In what sounds like a cross between a party and a design crit from architecture college, L&L Holdings held four marathon sessions last week to explore proposals for replacing the tower it owns at 425 Park Avenue with a new modern office building.
Last year, L&L revealed it planned to tear down the 1950s office block and replace it with something new. A complication in the zoning meant L&L had to keep the bottom 25 percent of the building intact, otherwise the developer would be forced to replace the current building with something smaller. It tapped 11 of the world’s top architects to come up with their own plans, then chose four to present preliminary designs, which took place last week.
These starchitects—Rem Koolhaas, Zaha Hadid, Norman Foster and Richard Rogers (all foreigners, including three Brits!)—each gave two hour presentations at L&L’s West 57th Street offices, according to a source, one in the morning, one in the evening, on Tuesday and Wednesday of last week. This was followed by either lunch or dinner at a different nearby restaurant.
The architects themselves were on-hand to make the presentation to L&L principals David Levinson and Robert Lapidus and their deputies. There were joined by a design advisory committee led by Columbia real estate dean Vishaan Chakrabarti, CBRE CEO and REBNY chair Mary Ann Tighe, Municipal Art Society president Vin Cipolla and former Landmarks Commission chair and current Hunter College president Jennifer Raab.
According to our source, the designers each presented two different proposals, one in which the 25 percent provision was considered and another where the building could be torn down and replaced at the current floor-area-ratio with no restrictions, at an FAR of 18. There was no discussion of the recently announced Midtown East rezoning, which could allow buildings of exceptional quality to rise to a 24 FAR—50 percent bigger than the current zoning, a bonus that seems to tantalizing to pass up—because the plan had not yet been revealed.
The architects could always come up with such schemes at a later date, as the project is not expected to commence until 2015, when the tenants clear out all at once. Normally, this would present a major challenge for a landlord to re-tenant the building, but L&L has decided to use it to its advantage in replacing the aging structure instead.

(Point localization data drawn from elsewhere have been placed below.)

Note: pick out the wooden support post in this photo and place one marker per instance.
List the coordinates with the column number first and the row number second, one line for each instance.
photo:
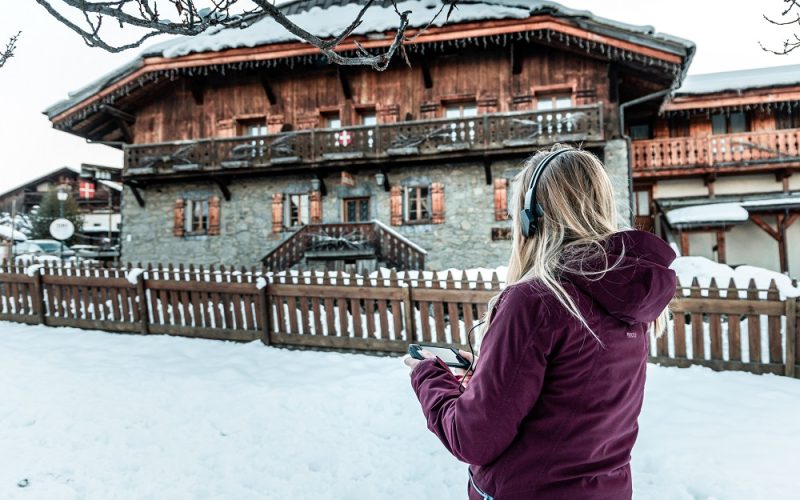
column 141, row 291
column 721, row 253
column 408, row 306
column 792, row 334
column 684, row 243
column 264, row 314
column 38, row 297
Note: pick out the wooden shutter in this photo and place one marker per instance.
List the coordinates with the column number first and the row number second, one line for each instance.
column 178, row 218
column 501, row 199
column 396, row 205
column 213, row 216
column 277, row 212
column 437, row 203
column 315, row 207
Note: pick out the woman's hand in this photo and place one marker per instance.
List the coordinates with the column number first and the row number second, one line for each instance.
column 412, row 363
column 461, row 374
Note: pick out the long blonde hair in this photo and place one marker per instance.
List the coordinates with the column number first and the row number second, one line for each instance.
column 579, row 214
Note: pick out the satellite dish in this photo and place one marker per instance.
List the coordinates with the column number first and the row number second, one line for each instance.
column 62, row 229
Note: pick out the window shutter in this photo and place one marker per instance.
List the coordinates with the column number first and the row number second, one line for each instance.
column 437, row 203
column 500, row 199
column 396, row 205
column 277, row 212
column 315, row 207
column 178, row 218
column 213, row 216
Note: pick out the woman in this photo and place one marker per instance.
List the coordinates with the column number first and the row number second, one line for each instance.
column 551, row 410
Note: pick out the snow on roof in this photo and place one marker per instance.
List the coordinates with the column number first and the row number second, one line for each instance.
column 709, row 213
column 325, row 18
column 740, row 80
column 6, row 233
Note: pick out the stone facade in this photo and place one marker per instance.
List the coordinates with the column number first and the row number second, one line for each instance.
column 464, row 240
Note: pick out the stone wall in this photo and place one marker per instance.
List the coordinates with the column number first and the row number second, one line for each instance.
column 462, row 241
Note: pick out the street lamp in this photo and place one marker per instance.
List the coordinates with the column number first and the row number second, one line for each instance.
column 62, row 197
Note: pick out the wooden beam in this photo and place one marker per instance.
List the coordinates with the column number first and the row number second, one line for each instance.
column 273, row 100
column 118, row 113
column 721, row 250
column 347, row 91
column 223, row 187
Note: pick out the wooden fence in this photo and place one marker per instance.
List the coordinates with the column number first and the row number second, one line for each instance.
column 724, row 328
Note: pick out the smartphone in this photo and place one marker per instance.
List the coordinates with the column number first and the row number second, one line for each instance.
column 449, row 355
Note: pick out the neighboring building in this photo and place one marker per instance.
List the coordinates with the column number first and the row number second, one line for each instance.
column 717, row 170
column 97, row 190
column 236, row 139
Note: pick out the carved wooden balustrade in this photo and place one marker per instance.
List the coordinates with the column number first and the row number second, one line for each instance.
column 484, row 133
column 387, row 244
column 774, row 146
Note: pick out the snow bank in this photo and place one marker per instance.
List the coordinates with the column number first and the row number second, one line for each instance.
column 93, row 415
column 704, row 269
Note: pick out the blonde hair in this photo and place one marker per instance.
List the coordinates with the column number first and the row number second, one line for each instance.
column 579, row 215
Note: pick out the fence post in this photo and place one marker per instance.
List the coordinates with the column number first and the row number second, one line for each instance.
column 144, row 319
column 408, row 306
column 38, row 297
column 264, row 311
column 792, row 332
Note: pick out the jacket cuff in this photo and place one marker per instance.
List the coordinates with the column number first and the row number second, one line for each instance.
column 427, row 368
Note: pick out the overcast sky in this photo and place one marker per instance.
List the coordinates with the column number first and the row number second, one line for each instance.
column 52, row 61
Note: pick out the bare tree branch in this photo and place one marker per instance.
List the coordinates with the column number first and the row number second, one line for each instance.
column 189, row 20
column 8, row 52
column 792, row 43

Details of the different designs were not available, but they were said to be impressive. “They put a tremendous amount of time and thought into their presentations,” the source said. “They were extremely detailed and highly creative in their solutions to the site’s challenges.”
The details were confirmed by an L&L representative who declined to comment further. The designs are due to be unveiled sometime in the coming weeks, with a finalist to be announced by the end of the year.